13 Eylül 2013 Cuma

BASKILARA , SALDIRILARA VE ÖLÜMLERE KARŞI DİRENECEĞİZ.


Manisa Emek Ve Demokrasi Platformu Olarak AKP Hükümetinin Son Günlerde Ülkede Uygulamaya Başladığı Şiddeti Ve Terörü Kınıyoruz! Şiddet Can Almaya Devam Ediyor! Artık Kana Doymuyor! Artık Yeter Diyoruz!

Haziran ayında Gezi Parkında başlayan ve tüm Türkiye’ye yayılan geniş halk kesimlerinin özgürlük, eşitlik ve adalet talepleri AKP’nin polisi tarafından her türlü baskı ve şiddet uygulanarak sindirilmeye çalışılıyor. Son olarak ODTÜ’den yol geçirilmesi ve ağaçların kesilmesine karşı mahalle sakinlerinin ve öğrencilerin yaptıkları protestolara karşı uygulanan polis şiddeti, Tuzluçayır semtinde yapılmak istenen Cami-Cemevi-Aşevi projesine karşı halkın gösterdiği tepkiye uygulanan şiddetle iyice tırmandırılmaktadır.

Asimile etme politikasına karşı direnen Alevilere, ODTÜ orman katliamına karşı direnen gençliğe, Cizre’de barış isteyen halka, Suriye’de emperyalist müdahaleye hayır diyenlere, basın açıklaması yapanlara, şiddete hayır deyip alanlara çıkanlara düşmanca bir politika izleniyor. Şiddete hayır diyenlerin canına kastediliyor.
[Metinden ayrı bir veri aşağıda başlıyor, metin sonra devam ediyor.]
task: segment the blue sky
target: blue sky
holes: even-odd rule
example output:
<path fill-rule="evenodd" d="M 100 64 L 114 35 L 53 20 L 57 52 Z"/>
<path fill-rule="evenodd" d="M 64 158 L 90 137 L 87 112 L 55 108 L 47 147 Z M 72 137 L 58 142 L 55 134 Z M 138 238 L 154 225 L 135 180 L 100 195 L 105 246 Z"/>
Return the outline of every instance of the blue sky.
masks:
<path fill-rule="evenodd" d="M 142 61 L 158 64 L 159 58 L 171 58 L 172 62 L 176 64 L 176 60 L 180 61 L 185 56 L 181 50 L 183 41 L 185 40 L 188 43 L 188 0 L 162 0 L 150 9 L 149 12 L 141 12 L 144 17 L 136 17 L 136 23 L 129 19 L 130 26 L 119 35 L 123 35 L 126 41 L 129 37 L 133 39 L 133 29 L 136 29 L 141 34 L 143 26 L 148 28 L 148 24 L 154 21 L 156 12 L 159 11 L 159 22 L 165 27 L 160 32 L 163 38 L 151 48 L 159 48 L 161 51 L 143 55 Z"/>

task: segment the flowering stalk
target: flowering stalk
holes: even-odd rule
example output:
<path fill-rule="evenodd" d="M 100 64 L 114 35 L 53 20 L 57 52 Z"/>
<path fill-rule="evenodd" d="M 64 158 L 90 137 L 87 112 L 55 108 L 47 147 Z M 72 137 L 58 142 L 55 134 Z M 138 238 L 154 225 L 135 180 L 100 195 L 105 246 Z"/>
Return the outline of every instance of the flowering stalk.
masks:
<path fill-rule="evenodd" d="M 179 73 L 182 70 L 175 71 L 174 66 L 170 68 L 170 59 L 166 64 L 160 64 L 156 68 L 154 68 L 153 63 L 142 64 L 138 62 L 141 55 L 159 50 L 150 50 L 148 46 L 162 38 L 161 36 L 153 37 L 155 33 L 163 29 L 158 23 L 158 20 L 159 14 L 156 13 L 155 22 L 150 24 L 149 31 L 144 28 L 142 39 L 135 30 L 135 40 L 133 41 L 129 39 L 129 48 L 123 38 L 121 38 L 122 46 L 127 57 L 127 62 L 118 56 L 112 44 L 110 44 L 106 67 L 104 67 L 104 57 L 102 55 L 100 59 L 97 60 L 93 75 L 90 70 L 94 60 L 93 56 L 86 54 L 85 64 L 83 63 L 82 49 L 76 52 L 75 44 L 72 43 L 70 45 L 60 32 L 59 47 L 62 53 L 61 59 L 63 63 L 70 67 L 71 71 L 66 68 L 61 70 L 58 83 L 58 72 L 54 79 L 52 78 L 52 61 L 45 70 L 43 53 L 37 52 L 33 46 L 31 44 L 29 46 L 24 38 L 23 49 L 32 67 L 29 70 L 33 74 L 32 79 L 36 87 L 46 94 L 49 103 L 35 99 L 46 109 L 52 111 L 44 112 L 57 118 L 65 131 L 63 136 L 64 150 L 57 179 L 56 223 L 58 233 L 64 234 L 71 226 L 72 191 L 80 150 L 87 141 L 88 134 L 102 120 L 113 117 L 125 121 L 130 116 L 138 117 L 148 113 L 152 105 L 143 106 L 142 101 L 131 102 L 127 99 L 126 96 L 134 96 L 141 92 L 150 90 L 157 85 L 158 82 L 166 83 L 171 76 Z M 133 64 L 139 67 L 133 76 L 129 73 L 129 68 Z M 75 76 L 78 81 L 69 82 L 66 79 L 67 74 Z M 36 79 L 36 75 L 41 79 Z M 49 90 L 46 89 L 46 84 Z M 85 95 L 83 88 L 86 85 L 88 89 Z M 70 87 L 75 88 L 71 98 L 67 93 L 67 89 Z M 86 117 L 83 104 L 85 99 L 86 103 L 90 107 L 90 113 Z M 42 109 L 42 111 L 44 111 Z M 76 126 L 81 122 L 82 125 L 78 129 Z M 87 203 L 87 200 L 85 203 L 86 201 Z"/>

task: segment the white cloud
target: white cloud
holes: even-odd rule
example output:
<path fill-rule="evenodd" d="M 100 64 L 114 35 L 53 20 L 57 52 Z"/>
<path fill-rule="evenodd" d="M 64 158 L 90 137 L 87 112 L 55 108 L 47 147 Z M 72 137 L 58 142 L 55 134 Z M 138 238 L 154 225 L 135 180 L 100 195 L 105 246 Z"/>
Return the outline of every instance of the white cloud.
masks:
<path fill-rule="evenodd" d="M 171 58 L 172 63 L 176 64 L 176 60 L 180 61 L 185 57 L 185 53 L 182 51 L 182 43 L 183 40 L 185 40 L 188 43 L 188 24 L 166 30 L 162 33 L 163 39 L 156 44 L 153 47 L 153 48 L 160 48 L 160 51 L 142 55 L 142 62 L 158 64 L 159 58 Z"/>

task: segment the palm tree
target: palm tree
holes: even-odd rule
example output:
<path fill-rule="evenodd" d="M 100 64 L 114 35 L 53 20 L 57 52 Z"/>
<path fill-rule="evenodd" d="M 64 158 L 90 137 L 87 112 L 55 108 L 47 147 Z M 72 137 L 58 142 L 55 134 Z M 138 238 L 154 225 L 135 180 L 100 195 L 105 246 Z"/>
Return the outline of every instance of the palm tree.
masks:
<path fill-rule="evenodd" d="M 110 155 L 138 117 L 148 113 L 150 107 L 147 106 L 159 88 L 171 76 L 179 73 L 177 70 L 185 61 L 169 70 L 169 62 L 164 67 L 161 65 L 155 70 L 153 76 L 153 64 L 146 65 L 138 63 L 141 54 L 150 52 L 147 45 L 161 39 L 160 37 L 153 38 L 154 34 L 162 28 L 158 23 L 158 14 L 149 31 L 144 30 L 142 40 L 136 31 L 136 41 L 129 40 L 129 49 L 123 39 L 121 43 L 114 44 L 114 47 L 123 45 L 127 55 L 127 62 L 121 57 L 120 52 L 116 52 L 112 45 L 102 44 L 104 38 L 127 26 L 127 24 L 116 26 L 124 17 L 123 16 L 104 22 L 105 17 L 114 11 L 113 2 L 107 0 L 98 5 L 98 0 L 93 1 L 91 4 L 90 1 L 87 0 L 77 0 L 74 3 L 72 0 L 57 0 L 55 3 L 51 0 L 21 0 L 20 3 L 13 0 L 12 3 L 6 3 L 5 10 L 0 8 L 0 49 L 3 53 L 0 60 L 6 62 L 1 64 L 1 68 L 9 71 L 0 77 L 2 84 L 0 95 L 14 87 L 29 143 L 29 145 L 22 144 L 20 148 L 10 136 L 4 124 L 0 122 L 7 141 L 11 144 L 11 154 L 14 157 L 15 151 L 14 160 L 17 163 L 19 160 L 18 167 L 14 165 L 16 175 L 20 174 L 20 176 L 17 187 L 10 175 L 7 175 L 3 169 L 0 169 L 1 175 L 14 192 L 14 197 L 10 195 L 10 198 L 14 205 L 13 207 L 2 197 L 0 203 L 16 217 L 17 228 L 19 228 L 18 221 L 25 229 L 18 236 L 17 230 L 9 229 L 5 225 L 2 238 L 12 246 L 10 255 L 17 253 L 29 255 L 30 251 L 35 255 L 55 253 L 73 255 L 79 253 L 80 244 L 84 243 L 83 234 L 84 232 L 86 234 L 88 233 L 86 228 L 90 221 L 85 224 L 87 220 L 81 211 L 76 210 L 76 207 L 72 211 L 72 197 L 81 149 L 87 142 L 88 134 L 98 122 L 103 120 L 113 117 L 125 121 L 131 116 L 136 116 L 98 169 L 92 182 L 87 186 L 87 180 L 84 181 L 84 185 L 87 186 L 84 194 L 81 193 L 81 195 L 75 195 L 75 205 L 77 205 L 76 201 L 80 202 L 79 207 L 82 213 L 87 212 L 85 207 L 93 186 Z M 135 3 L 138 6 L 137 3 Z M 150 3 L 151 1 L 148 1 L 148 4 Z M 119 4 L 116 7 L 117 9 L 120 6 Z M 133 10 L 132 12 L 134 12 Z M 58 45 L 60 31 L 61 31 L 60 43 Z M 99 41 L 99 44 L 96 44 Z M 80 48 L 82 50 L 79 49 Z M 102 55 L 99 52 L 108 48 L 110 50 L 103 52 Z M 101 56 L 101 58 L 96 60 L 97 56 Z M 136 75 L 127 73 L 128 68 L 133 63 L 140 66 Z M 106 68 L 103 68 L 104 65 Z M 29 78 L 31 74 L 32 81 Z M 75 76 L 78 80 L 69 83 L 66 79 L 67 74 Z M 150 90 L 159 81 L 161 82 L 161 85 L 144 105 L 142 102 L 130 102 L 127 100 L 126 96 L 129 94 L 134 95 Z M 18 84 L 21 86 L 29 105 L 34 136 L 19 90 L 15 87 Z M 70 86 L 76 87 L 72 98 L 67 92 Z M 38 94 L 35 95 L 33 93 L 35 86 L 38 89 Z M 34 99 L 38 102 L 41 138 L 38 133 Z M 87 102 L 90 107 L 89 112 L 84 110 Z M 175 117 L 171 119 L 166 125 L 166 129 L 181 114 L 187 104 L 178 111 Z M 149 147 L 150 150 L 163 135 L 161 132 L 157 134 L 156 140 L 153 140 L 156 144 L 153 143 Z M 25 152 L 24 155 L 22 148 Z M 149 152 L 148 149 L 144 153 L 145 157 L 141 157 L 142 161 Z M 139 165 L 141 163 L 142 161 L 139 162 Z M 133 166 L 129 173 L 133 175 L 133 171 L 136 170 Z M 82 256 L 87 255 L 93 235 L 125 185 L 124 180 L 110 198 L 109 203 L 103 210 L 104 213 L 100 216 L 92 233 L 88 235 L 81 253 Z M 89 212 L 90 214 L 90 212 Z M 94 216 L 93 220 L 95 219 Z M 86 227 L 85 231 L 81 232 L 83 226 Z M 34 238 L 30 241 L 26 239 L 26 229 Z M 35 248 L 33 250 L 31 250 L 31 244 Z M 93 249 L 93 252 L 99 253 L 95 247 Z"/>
          Bütün çağdaş demokratik ülkelerde hükümetlerin, devletlerin politikalarını protesto etmek isteyen kitleler, işçiler, öğrenciler, kadınlar, çevreciler, savaş  karşıtları özgürce bu eylemlerini gerçekleştirmekte, taleplerini demokratik bir çerçevede dile getirerek, mevcut ülke yönetimleri üzerinde baskı oluşturmaktadır. Bu demokrasinin bir gereğidir.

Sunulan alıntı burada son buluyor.